Água do aqüífero Guarani é mineral

Adilson Camargo
| Tempo de leitura: 2 min

Cerca de 60% de toda água que chega às torneiras de Bauru é proveniente do aqüífero Guarani, a maior reserva subterrânea de água doce do mundo. De acordo com a química Márcia Domingues dos Santos Zanatta, 53 anos, a qualidade é a mesma da água mineral. A única diferença é que, antes de chegar ao consumidor, a água do aqüífero recebe cloro e flúor, por exigência da portaria 518/04 do Ministério da Saúde.

“Da água que retiramos do subsolo (do aqüífero Guarani) adicionamos apenas cloro e flúor e colocamos na rede de distribuição. A filtragem das impurezas é feita pela própria natureza”, comenta Márcia.

A função do cloro, segundo a química, é eliminar bactérias que possam estar na água. O flúor, por sua vez, é adicionado com o objetivo de prevenir a cárie dentária nas crianças. Márcia é a responsável técnica pelo controle da qualidade da água distribuída pelo Departamento de Água e Esgoto (DAE) de Bauru.

O restante da água que serve a cidade vem do rio Batalha, onde o índice de impurezas é muito superior. Por conta disso, além do cloro e do flúor, são adicionados também sulfato de alumínio e cal hidratado para ajudar na purificação da água. Há ainda o uso de carvão ativado para eliminar gosto e odor.

Segundo Márcia, todos os meses o DAE monitora 235 pontos de distribuição de água pela cidade. As análises são feitas no próprio laboratório da autarquia. O monitoramento da água distribuída pelo DAE é feito mensalmente também por uma equipe da Universidade de São Paulo (USP).

De acordo com a dentista Marília Afonso Rabelo Buzalaf, 37 anos, que estuda bioquímica e faz parte do grupo, a água consumida em Bauru é de boa qualidade. Segundo ela, o nível de flúor obedece às recomendações da Organização Mundial de Saúde (OMS).

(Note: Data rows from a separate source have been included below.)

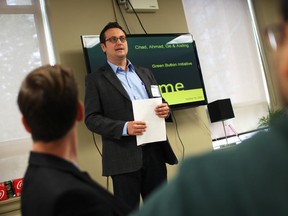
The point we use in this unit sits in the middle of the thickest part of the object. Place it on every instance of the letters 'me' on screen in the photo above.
(172, 58)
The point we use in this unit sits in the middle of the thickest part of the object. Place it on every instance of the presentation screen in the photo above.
(172, 58)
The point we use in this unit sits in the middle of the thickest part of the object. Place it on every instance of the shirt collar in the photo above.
(116, 68)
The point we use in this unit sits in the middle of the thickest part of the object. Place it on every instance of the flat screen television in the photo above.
(172, 58)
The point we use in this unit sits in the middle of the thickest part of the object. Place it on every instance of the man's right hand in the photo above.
(135, 128)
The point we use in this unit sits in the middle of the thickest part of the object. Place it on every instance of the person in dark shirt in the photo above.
(53, 183)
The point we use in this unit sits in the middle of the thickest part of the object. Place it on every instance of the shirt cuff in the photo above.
(124, 132)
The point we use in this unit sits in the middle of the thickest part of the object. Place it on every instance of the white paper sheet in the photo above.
(144, 110)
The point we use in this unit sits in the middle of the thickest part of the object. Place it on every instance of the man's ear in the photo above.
(80, 111)
(27, 128)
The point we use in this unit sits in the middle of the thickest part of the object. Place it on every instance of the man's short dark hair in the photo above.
(284, 10)
(48, 101)
(109, 26)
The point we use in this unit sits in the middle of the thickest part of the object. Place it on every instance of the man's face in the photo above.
(115, 51)
(282, 60)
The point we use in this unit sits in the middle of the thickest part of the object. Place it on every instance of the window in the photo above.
(23, 47)
(229, 59)
(25, 44)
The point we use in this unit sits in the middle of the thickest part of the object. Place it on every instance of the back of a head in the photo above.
(48, 101)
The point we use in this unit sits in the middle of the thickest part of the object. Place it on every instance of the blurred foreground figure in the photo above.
(53, 183)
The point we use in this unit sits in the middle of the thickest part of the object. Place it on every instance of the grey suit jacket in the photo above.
(107, 109)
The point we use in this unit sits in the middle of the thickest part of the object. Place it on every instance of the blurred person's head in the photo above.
(48, 101)
(278, 38)
(113, 42)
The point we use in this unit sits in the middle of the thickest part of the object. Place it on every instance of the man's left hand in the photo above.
(162, 110)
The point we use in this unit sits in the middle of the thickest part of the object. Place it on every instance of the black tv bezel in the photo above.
(175, 106)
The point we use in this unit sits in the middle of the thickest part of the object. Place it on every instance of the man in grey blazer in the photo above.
(110, 90)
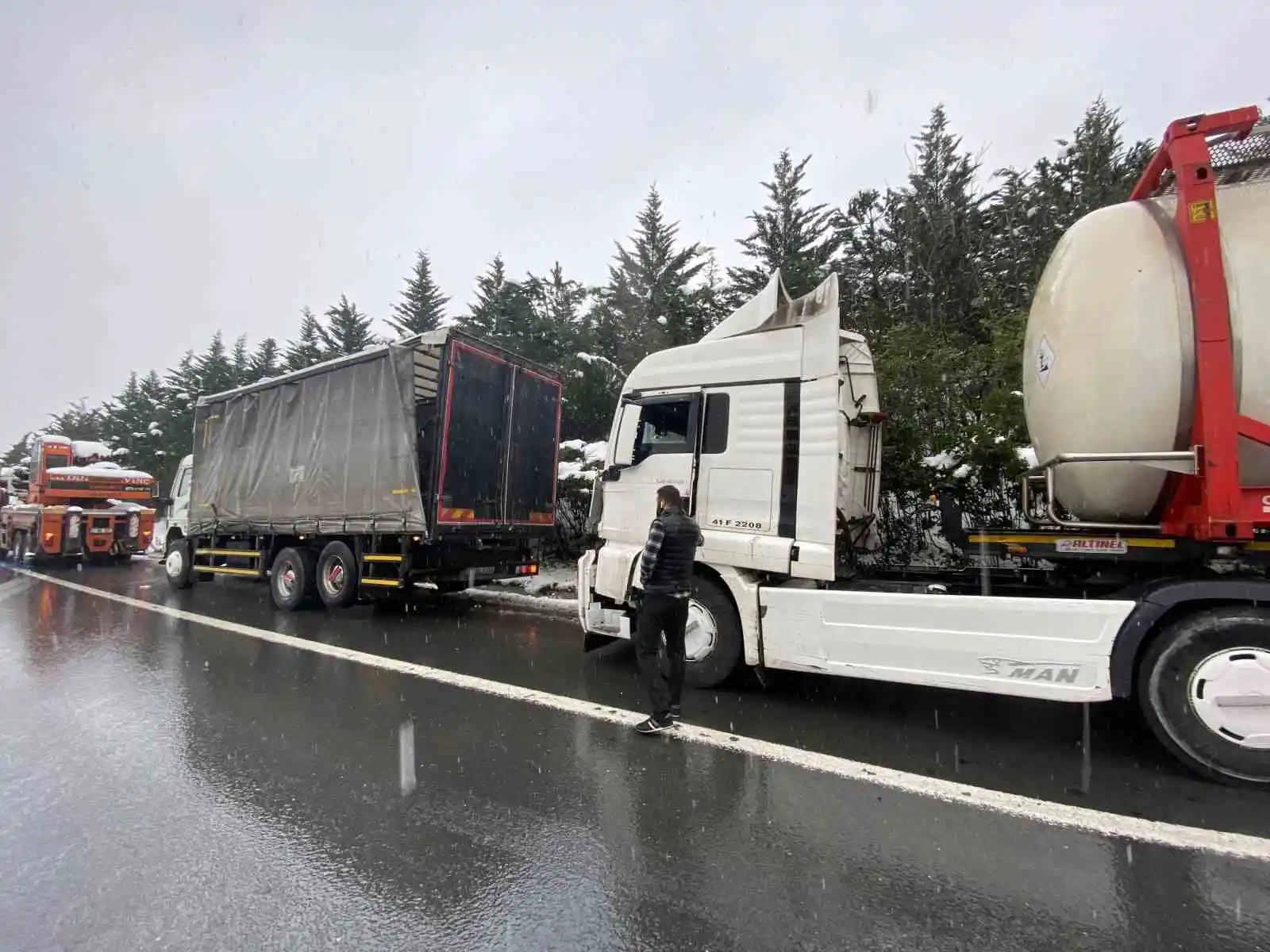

O excesso de flúor na água pode causar fluorose, que são manchas, em geral esbranquiçadas, que aparecem nos dentes. O flúor está presente também na maioria das águas minerais, às vezes em um nível superior do que é encontrado na água de torneira, segundo Marília.

Exagero

Até mesmo o consumo exagerado de água pode ser prejudicial à saúde. O alerta é do urologista Carlos Alberto Gobbo. De acordo com ele, o excesso de água no organismo faz com que o citrato seja eliminado em grande quantidade pela urina e a carência dessa substância pode favorecer a formação de cálculos renais.

Segundo ele, o ideal é consumir de três a quatro litros de água por dia, mais do que isso é exagero. “A não ser que a pessoa transpire muito durante o dia. Neste caso, a reposição tem de ser maior. Caso contrário, não”, orienta.